Depuis début avril 2023, le Soudan est plongé dans une guerre fratricide qui oppose les Forces armées soudanaises (FAS) dirigées par le général Abdel Fattah Al-Burhan et les paramilitaires des Forces de soutien rapide (FSR) menés par Mohamed Hamdane Daglo, dit « Hemeti ». Selon Courrier International, cette guerre a transformé le rêve de liberté né du renversement du régime dictatorial d’Omar Al-Bachir en véritable cauchemar.
Navid Kermani, écrivain et journaliste allemand, a effectué un périple dans ce Soudan en guerre, rapporté par la Süddeutsche Zeitung. Son voyage l’a mené jusqu’aux pyramides de Gebel Barkal, à 500 kilomètres au nord de Khartoum, la capitale dévastée par les combats. La ville avait été prise par les FSR au début du conflit, avant que l’armée régulière ne les en chasse, au printemps 2025.
Ce qu'il faut retenir
- Le Soudan est en guerre depuis début avril 2023.
- Les Forces armées soudanaises (FAS) et les Forces de soutien rapide (FSR) s’affrontent.
- La capitale, Khartoum, a été dévastée par les combats.
- Les civils, notamment les femmes et les enfants, sont les principales victimes de ce conflit.
- Le pays est oublié par la communauté internationale.
La situation actuelle
Dans la boutique du seul libraire qui a rouvert au centre-ville de Khartoum ou dans la mosquée de Mahdia, la souffrance subsiste malgré les visages souriants.
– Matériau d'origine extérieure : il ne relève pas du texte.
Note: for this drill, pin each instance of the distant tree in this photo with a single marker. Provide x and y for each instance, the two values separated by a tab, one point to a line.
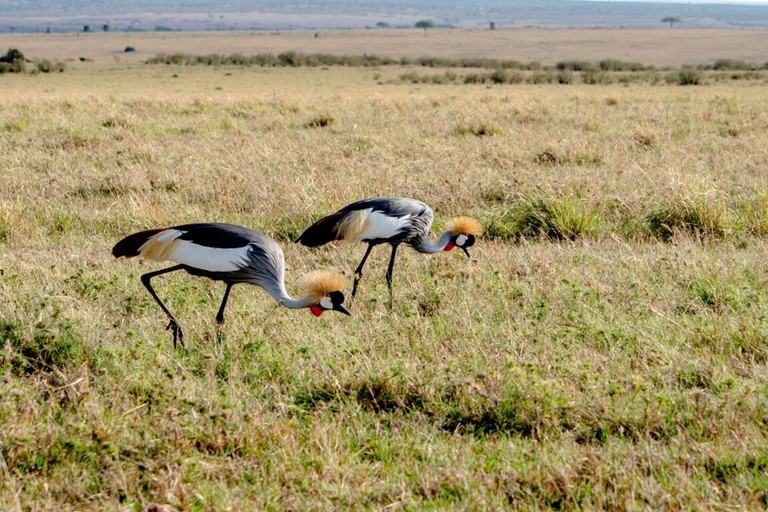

Navid Kermani a rencontré Anna, une femme victime de multiples viols commis par des miliciens des FSR. Alors qu’elle livre son témoignage, le visage endormi de sa petite fille Shomus repose sur ses genoux. L’enfant a été conçue lors d’un de ces viols. « J’ai appris à haïr ce qu’on appelle l’homme », déclare sobrement la jeune femme.
Guidé par Talal Mohammad Zubair, un jeune documentariste ayant participé à la révolution contre Omar Al-Bachir, Mohammad Hilou, son chauffeur, et Al-Fatteh Osman, responsable de sa sécurité, Navid Kermani s’est enfoncé dans le désert en direction du Kordofan, la région du sud du pays, pour se rendre à El-Obeid, assiégée par les FSR. Mais l’équipe a rebroussé chemin, car « beaucoup craignent qu’un massacre comme celui d’El-Fasher [survenu en octobre 2025] s’y produise ».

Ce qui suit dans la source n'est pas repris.